I have a dataframe that looks like:
|-----------------------------------------------------|
| | category | pct_formation |
|-----------------------------------------------------|
|ts_timestamp | | |
|-----------------------------------------------------|
|2018-10-22 10:13:44.043 | in_petr | 37.07 |
|2018-10-22 10:17:09.527 | in_petr | 36.97 |
|2018-10-22 10:17:43.977 | in_dsh | 36.95 |
|2018-10-22 10:17:43.963 | in_dsh | 36.96 |
|2018-10-22 10:17:09.527 | in_petr | 32.96 |
|2018-10-22 10:19:44.040 | out_petr | 36.89 |
|2018-10-23 10:19:44.043 | out_petr | 36.90 |
|2018-10-23 10:19:37.267 | sync | 33.91 |
|2018-10-23 10:19:44.057 | sync | 36.96 |
|2018-10-23 10:19:16.750 | out_petr | 36.88 |
|2018-10-23 10:20:03.160 | sync | 36.98 |
|2018-10-23 10:20:32.350 | sync | 37.00 |
|2018-10-23 10:23:03.150 | sync | 34.58 |
|2018-10-23 10:22:18.633 | in_dsh | 36.98 |
|2018-10-23 10:25:39.557 | in_dsh | 36.97 |
|-----------------------------------------------------|
The data contains pct_formation
values for various categories collected at different times every day (irregular frequency, unevenly spaced).
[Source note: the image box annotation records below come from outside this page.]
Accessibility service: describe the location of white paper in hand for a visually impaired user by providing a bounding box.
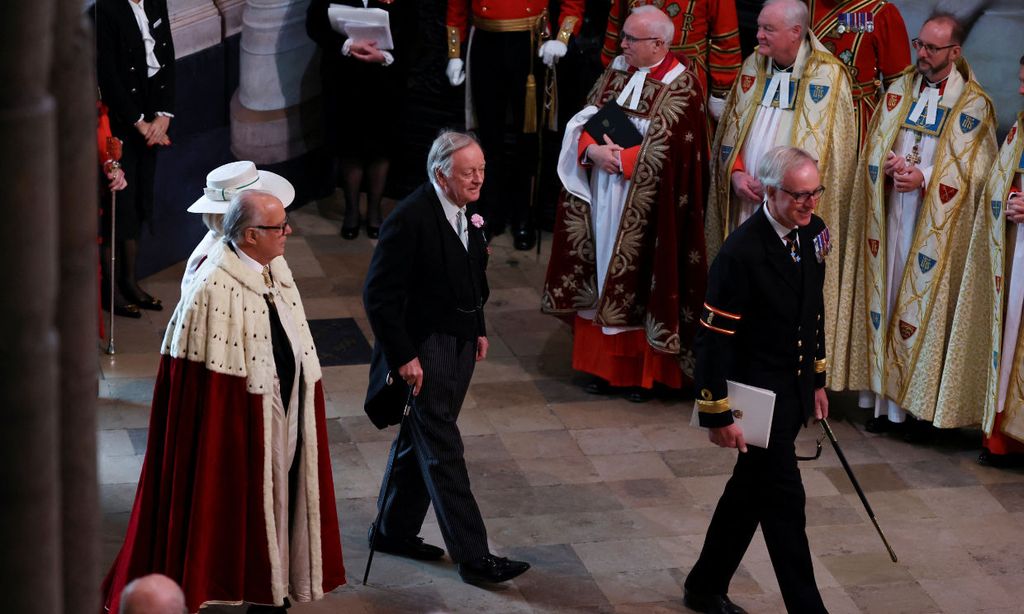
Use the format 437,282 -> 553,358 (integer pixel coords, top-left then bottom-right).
327,4 -> 394,49
690,380 -> 775,448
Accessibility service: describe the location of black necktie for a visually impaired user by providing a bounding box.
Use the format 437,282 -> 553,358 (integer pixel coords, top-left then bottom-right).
782,228 -> 800,262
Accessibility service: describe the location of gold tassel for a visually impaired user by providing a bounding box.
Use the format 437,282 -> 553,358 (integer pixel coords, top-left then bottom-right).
522,74 -> 537,134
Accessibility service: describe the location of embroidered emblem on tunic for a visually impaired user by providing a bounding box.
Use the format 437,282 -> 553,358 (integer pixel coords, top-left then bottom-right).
959,113 -> 981,134
807,83 -> 828,104
918,252 -> 937,273
939,183 -> 959,205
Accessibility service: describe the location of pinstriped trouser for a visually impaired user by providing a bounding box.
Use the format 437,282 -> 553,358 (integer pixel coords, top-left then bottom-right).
377,334 -> 488,563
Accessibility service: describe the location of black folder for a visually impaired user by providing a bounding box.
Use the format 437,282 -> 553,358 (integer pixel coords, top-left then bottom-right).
583,100 -> 643,148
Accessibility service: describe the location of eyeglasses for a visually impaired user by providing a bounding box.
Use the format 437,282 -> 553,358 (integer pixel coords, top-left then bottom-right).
779,185 -> 825,205
910,39 -> 959,55
623,32 -> 662,45
249,215 -> 289,234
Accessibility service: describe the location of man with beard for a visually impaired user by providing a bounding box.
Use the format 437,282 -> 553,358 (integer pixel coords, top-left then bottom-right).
833,12 -> 996,432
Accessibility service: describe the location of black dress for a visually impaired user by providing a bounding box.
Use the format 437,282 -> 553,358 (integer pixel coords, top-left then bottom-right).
306,0 -> 416,158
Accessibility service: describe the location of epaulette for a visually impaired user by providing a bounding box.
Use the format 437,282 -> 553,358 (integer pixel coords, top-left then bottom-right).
700,303 -> 742,335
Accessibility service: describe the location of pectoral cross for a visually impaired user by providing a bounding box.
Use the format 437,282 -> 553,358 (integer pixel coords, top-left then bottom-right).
904,144 -> 921,165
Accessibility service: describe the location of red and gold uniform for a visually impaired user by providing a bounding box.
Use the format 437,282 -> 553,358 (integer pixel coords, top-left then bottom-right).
445,0 -> 584,233
808,0 -> 910,143
601,0 -> 741,98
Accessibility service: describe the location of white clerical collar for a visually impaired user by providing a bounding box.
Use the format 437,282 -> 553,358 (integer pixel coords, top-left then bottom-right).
431,182 -> 466,228
764,203 -> 796,238
231,240 -> 263,273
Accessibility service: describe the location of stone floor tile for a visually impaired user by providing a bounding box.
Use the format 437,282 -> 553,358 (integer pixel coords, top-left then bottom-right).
516,454 -> 601,486
499,431 -> 583,458
662,443 -> 737,478
482,405 -> 564,433
569,429 -> 654,455
589,452 -> 674,482
594,569 -> 683,605
847,581 -> 942,614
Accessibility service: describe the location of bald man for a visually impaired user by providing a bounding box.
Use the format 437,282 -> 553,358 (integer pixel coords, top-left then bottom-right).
121,573 -> 188,614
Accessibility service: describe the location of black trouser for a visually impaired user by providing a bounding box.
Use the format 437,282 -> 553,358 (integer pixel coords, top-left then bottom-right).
377,334 -> 489,563
469,30 -> 544,228
686,399 -> 825,614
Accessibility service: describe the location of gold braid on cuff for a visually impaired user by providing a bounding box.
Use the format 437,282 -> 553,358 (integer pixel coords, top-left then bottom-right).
697,397 -> 729,413
447,26 -> 462,59
556,17 -> 580,45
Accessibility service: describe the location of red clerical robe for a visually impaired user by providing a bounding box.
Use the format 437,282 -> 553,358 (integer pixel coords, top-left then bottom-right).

I want to compare the average pct_formation of each category for a 10-minute rolling window between 9am and 11am, on each day or average over a week.
The problem is that the data for each category does not always start coming in at 9am. For some, it starts at 9.10am, for some at 9.15am, for some at 10am and so on. Also, the data does not come at regular intervals. How can I get the 10-minute rolling average for each day and each category between 9am and 11am?
Initially, I converted ts_timestamp
column to an index:
df = df.set_index('ts_timestamp')
Then, I can groupby
and use rolling()
as such:
df.groupby('category').rolling('10T').agg({'pct_formation': 'mean'})
However, this does not show me regular 10 minute intervals, but shows the timestamps from the dataframe.
I realize that I would need to create a data range like so to be used as index:
pd.date_range(start=df.index.min().replace(hour=9, minute=0, second=0, microsecond=0),
end=df.index.max().replace(hour=11, minute=0, second=0, microsecond=0),
freq='10T')
#
# or should I use freq='1T' so that rolling() can do 10 minute intervals?
But, how can I align my data frame with this range? How can I average multiple values that occur between the range?
I am new to working with time series data, and would appreciate any help. Please feel free to ask if anything is not clear.